Corona Merajalela, Kok Birokrasi Tes COVID-19 Masih Berbelit?

Senin, 13 April 2020 – 07:07 WIB
Ilustrasi. Sampel virus corona yang diperlihatkan oleh salah seorang dokter. Foto: ANTARA

jpnn.com, JAKARTA - Ekonom senior Dradjad H Wibowo mengingatkan pemerintah segera memotong birokrasi dalam pelaksanaan tes COVID-19 seiring pelaksanaan Pembatasan Sosial Berskala Besar (PSBB). Menurut dia, sebaiknya pemerintah pusat mendesentralisasikan pelaksanaan tes COVID-19 kepada pemda demi mempercepat penanggulangan pandemi global itu di tanah air.
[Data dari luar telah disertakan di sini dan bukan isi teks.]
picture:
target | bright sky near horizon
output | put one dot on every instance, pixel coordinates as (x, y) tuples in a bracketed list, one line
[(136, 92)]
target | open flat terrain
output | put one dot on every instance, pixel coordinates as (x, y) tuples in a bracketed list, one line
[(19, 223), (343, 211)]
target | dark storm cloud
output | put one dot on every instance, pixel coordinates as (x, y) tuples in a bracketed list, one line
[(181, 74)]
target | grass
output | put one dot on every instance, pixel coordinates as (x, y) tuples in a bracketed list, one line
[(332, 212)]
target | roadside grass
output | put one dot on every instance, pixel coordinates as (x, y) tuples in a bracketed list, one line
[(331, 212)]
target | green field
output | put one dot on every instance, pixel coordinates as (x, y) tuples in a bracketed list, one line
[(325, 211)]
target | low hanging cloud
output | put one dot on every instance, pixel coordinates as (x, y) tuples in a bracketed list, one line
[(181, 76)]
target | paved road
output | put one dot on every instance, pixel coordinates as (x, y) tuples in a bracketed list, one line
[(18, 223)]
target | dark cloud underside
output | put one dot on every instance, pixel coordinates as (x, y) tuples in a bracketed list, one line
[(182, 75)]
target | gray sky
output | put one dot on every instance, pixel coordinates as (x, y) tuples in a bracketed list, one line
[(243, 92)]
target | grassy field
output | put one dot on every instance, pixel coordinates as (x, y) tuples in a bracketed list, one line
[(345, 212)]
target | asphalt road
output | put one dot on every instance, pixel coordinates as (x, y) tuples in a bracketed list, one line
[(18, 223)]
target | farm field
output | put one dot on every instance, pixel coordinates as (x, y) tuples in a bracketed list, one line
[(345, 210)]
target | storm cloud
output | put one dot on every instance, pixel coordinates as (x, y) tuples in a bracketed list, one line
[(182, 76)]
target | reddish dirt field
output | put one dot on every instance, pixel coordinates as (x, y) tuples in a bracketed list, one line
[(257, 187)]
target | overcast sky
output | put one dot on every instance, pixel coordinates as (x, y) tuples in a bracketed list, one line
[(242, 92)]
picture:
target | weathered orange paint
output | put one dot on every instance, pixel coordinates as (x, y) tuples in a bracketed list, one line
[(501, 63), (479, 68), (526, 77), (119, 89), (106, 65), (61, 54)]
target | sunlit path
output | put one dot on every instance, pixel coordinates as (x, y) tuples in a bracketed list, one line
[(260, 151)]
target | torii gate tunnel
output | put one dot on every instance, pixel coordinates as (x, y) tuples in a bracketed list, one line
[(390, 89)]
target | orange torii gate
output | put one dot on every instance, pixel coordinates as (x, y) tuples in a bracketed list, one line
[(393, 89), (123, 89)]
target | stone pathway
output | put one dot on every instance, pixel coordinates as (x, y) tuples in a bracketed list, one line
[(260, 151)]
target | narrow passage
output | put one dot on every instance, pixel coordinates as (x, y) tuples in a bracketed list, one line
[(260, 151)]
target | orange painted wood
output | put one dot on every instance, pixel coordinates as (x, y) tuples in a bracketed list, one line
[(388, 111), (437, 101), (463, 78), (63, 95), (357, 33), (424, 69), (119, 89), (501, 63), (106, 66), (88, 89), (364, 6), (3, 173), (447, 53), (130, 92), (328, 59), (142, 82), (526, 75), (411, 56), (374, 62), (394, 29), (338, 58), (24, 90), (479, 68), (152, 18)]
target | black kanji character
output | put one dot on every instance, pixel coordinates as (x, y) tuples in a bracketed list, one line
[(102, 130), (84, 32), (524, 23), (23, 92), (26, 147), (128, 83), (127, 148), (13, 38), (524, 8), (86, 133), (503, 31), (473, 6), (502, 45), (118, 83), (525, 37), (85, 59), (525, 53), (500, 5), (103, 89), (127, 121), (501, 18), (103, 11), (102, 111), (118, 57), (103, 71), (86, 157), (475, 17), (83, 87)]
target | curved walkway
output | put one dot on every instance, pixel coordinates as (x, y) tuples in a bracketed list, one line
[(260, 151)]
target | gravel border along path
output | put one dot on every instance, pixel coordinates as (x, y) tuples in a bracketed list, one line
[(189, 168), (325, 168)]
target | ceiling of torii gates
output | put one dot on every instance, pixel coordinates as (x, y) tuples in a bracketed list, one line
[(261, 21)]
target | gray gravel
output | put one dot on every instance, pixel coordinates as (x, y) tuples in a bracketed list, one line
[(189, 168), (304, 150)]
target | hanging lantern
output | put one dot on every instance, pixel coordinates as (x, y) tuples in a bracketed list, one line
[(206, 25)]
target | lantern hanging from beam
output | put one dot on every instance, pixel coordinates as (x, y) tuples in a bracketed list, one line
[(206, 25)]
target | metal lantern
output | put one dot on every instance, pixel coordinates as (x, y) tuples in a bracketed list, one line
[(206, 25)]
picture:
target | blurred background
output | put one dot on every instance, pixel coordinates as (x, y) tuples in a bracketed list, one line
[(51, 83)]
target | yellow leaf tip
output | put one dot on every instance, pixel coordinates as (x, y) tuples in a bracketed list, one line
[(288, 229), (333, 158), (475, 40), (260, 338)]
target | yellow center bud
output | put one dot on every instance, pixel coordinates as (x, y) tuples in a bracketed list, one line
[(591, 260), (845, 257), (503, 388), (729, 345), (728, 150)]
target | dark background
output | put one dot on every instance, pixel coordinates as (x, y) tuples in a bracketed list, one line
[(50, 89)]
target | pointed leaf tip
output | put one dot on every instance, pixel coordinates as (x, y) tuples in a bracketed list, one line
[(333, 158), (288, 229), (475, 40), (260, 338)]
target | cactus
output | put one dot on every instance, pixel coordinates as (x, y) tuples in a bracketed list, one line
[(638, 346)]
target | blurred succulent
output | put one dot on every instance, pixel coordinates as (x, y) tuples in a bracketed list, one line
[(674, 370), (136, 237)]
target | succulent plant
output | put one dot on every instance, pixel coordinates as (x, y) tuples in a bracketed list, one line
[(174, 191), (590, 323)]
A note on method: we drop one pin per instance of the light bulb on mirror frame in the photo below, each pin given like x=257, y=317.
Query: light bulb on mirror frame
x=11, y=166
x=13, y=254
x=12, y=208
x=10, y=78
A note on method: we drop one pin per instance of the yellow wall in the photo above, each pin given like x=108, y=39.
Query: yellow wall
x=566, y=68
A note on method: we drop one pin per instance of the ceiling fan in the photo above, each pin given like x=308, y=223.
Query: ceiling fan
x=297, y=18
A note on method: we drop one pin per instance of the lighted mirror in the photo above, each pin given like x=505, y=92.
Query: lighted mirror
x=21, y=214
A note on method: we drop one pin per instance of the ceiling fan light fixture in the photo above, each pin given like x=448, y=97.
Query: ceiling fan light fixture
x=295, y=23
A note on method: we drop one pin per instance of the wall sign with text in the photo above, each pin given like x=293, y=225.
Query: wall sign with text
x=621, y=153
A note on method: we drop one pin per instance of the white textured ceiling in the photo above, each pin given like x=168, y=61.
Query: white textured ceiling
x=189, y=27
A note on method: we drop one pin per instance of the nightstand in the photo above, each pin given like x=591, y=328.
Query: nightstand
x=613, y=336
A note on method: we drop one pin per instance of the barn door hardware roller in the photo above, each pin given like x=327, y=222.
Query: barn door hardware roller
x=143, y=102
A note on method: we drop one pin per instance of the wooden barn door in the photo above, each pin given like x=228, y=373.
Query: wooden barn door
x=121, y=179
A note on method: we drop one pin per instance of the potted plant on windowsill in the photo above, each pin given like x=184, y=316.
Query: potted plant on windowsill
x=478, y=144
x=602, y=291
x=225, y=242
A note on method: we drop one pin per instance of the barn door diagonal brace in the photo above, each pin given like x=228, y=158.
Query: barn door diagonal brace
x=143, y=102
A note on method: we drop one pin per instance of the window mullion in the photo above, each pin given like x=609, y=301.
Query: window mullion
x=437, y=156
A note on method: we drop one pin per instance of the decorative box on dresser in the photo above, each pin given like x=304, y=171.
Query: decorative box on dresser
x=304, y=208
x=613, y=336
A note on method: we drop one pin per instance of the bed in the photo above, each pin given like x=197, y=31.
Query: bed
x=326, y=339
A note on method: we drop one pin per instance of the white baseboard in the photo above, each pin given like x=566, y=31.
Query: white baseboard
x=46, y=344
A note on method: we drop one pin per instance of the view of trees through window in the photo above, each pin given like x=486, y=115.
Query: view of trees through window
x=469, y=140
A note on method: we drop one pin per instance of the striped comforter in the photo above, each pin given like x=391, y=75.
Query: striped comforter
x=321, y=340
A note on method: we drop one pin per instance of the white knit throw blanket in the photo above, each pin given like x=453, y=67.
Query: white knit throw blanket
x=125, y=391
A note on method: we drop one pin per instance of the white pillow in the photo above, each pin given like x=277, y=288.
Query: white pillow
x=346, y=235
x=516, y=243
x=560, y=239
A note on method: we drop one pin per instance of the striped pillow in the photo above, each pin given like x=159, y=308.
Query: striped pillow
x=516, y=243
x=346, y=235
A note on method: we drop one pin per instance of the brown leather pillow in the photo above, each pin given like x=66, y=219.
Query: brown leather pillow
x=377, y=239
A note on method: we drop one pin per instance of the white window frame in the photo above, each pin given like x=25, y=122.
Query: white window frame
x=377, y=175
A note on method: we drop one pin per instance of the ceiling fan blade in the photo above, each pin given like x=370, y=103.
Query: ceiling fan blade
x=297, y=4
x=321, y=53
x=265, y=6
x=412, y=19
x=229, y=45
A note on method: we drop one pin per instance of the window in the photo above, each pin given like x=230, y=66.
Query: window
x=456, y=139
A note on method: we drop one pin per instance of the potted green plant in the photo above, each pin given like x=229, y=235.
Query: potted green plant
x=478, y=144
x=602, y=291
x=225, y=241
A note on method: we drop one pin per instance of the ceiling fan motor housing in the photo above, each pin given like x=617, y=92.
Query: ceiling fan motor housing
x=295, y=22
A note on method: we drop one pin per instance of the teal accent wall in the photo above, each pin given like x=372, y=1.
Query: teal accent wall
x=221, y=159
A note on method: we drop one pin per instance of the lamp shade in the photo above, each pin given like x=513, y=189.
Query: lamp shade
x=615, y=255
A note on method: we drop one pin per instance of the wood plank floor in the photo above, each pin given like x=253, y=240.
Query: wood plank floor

Dradjad mengatakan, kunci penting dalam penanggulangan wabah adalah deteksi dini dan memutus mata rantai penularannya. “Jadi langkah awalnya memang deteksi dini. Tes, tes dan tes sebanyak dan secepat mungkin,” ujarnya melalui layanan pesan, Minggu (12/4).

BACA JUGA: Saran Mantan Petinggi BIN untuk Pemerintah soal Corona: Sebaiknya Meniru Singapura

Peraih gelar M.Ec dari University of Queensland dengan tesis soal ekonomi kesehatan pencegahan penyakit menular itu menjelaskan, pemda justru mengeluhkan tes COVID-19 yang minim dan berjalan lamban. Menurut Dradjad, Gubernur Jawa Barat Ridwan Kamil jelas-jelas sudah mengeluhkan soal itu.

“Jangan dikira tes korona yang terlalu sedikit dan lambat tidak berdampak besar terhadap perekonomian. Justru dampaknya sangat besar. Dia menjadi pintu pertama, apakah wabah akan terkendali atau meledak,” kata Dradjad.

BACA JUGA: Tes Covid-19 Bisa Dilakukan di Puskesmas


Dradjad H Wibowo. Foto: arsip JPNN.Com

Mantan legislator PAN di DPR itu menambahkan, tes yang cepat juga sangat penting bagi perawatan pasien. Menurut Dradjad, tingkat fatalitas kasus COVID-19 di Indonesia tergolong tinggi.

BACA JUGA: Andi Arief Kabarkan Hasil Tes Covid-19 Pak SBY

“Kita sudah kehilangan banyak SDM unggul. Mulai dokter, perawat, akademisi, pilot, birokrat senior hingga pengusaha sukses seperti di Semarang. Kerugian ekonominya tidak terhitung,” sebutnya.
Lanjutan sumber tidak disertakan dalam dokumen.